Corporate speak, weasel words and corporate maggots

STOP! The weasel words, corporate speak and subterfuge are doing all of our heads in. These treacherous economic times are tough enough but the lack of straight talk is ringing alarm bells. And it’s everywhere. Chronic overuse of what appears to be conversational time savers — but are actually fact-warpers — means people are diverting to a cliche generator and truth diluter.

Let’s face it, when it comes to cold, hard truth often the best option is lying.

In these harsh times of economic rationalism (sacking) restructuring (sacking) and merit-assessed and incentive-based liquidation and redirecting of human resources (sacking) the bulldust detector is invaluable.

Don’t listen to what they’re saying. Listen to what they’re not saying. That’s where the truth is. And the truth will set you free. Well, that’s according to John 8:32. Look it up. I’m a Bible-quoting atheist.

The words synergise, incentivise, monitise, optimise and virtualise cannot be trusted (and yes they are real words, look them up). And anyone who knows what “disintermediate” means should throw themselves into the nearest pit of boiling lava. The terms that comprise the axis of bulldust are mission statement, core values and client-focused. If you hear all three in any one meeting jump on the table and scream, “Say what you mean you slimy, gutless corporate maggots”.

You can’t handle the truth? Just try me. This is the conversation I’d like to hear:

“Come in to my office, Buchanan. You’ve been here for years, are very good at your job and are paid what you think is a decent wage but had you decided to walk away this time last year we would have doubled it. We’re the only ones who know your value and we’re not going to tell you because our job is to pay the lowest price we can because we’re a business.

“The new board is scared witless of you because you know more than they do and you’re not afraid to say it. And sure, you and I both know they’re just a bunch of jumped-up electricians and rich plumbers but they think they’re intellectuals, visionaries and worse still, creative. Yeah, I know, I have to go along with it because I’ve got kids in private schools and it’s simply a matter of time before I’m going to need a Harley-Davidson motorcycle, a 30-metre yacht or be banging a 21-year-old personal assistant to fill that gaping hole inside me.

“As you know I’ve been given a promotion to recognise the relentless sucking up I’ve done over the past 10 years to make up for my lack of ability.
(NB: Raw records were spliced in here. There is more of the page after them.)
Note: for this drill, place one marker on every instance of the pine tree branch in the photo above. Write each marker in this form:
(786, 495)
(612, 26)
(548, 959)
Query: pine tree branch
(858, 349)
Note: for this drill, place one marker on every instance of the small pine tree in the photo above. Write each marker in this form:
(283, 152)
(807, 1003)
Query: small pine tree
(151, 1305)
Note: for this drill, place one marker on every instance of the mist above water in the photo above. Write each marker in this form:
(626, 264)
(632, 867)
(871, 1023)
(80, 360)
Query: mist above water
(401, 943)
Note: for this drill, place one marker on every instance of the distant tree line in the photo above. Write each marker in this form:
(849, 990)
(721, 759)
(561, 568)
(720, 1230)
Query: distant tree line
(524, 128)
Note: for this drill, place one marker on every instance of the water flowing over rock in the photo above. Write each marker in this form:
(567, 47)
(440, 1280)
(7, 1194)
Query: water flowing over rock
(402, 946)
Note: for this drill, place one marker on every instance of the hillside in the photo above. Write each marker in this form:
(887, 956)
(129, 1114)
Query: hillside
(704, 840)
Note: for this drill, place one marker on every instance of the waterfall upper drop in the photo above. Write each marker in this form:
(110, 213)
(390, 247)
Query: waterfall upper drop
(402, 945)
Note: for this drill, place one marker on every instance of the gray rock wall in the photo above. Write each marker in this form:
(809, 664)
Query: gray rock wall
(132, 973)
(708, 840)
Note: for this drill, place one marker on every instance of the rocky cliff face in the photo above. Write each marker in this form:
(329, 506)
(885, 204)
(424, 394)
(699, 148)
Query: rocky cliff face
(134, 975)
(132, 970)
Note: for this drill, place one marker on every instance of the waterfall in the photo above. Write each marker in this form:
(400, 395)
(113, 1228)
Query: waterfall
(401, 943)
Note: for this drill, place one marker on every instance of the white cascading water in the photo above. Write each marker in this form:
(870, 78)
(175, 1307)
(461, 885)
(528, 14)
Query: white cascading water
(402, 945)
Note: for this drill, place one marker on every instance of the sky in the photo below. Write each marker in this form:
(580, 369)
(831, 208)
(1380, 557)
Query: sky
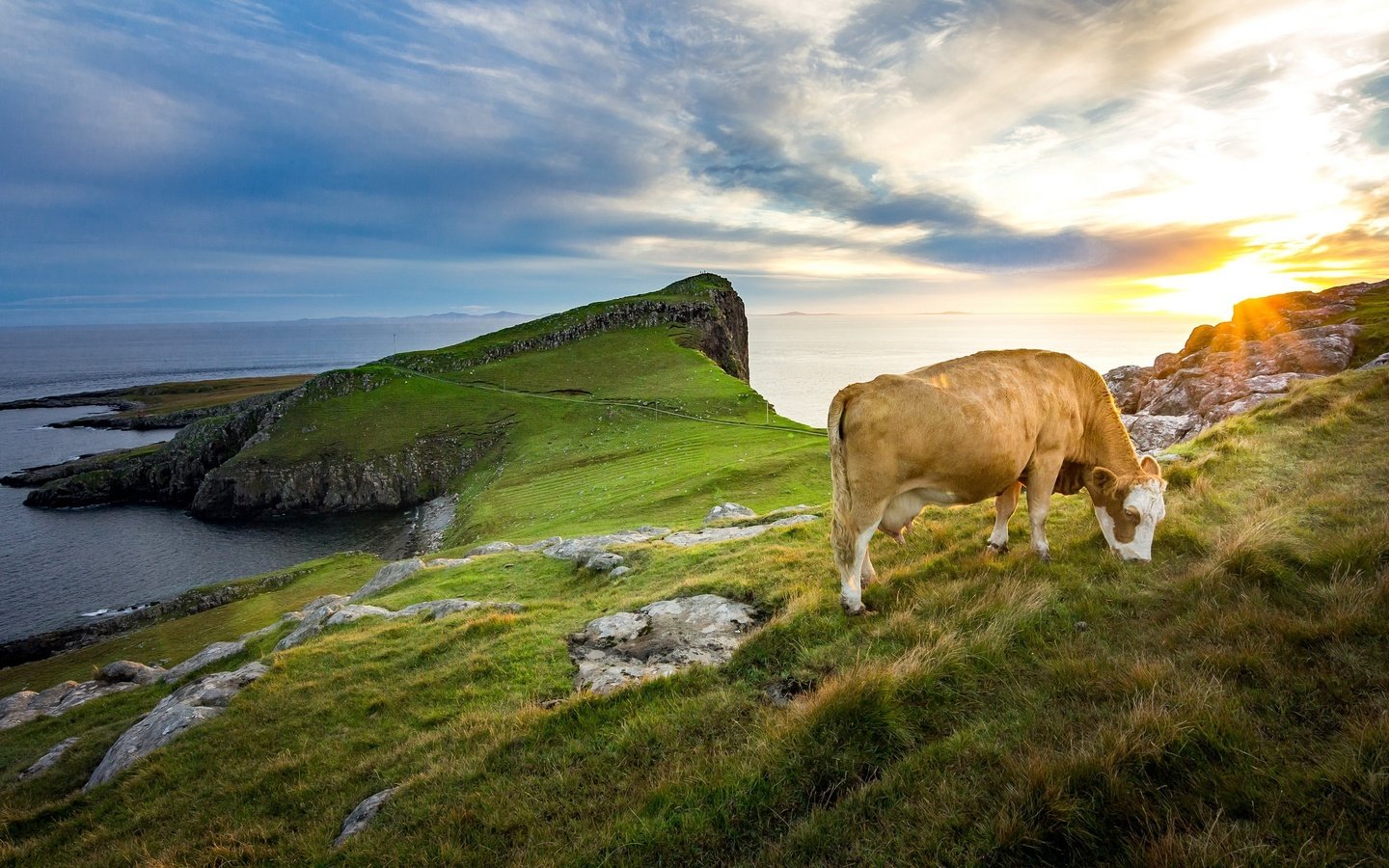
(235, 160)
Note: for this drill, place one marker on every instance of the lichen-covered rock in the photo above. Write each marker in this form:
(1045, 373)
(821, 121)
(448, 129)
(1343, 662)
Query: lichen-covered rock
(1259, 354)
(129, 671)
(723, 535)
(725, 511)
(389, 577)
(213, 653)
(605, 561)
(186, 707)
(659, 639)
(47, 760)
(362, 816)
(498, 548)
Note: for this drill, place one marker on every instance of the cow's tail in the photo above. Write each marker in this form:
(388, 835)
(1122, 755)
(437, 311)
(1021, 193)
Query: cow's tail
(842, 529)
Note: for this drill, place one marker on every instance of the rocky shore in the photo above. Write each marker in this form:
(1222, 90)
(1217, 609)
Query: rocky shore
(1259, 354)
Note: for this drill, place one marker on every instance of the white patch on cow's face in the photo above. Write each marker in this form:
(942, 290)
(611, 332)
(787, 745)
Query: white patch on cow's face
(1145, 501)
If you’ve seen me in action you’d agree that what I actually deserve is a medal as big as a dartboard. I’m not sure it’s worth it either but here I am. Check out the view.

“So, the more costs I cut the bigger bonus I get. The board is leaning on me because the more money I save them, the heftier their pay cheques because the juicier the shareholders’ dividends. You know that saying ‘kill one, scare millions’? Firing you will keep everyone in a state of fear, which means we can pay them whatever we want and treat them however we like. Treat ’em mean, keep ’em keen.

“We’ll be replacing you with someone half the price who is enthusiastic but has no experience so we can mould them to fit our New Regime. They’ll feel eternally grateful to have a job in this stormy economic climate. Mmmm, smell that unpaid overtime!

“Fear’s a great motivator. If it doesn’t work out the board members will just activate their golden parachutes and I’ll eject to safety with a cushy package if I haven’t died of a brain aneurysm, heart attack or stroke already. Something stress-related but slightly poetic.

“That talk about the company being a family? Sucked in. All crap. So too the waffle about a variety of voices and passionate individuals. We just said that to keep you all here so things chugged along nicely.

“I bet you thought the Christmas party was us being generous and that it was a thank you for a job well done. It was a simple financial decision. Tax deductible and recommended by the number crunchers to save money on retraining new staff. So anyway, you’re fired.

“You’ll have no problem moving on to bigger and better things because quite frankly you’re bigger and better than all of us. And if you don’t, I couldn’t give a rats. A small part if me wishes I were you. But the rest of me will be driving home in my new $100,000 Mercedes- Benz to my $3.5-million house and having the board members over for a $200-a-head barbie at the weekend.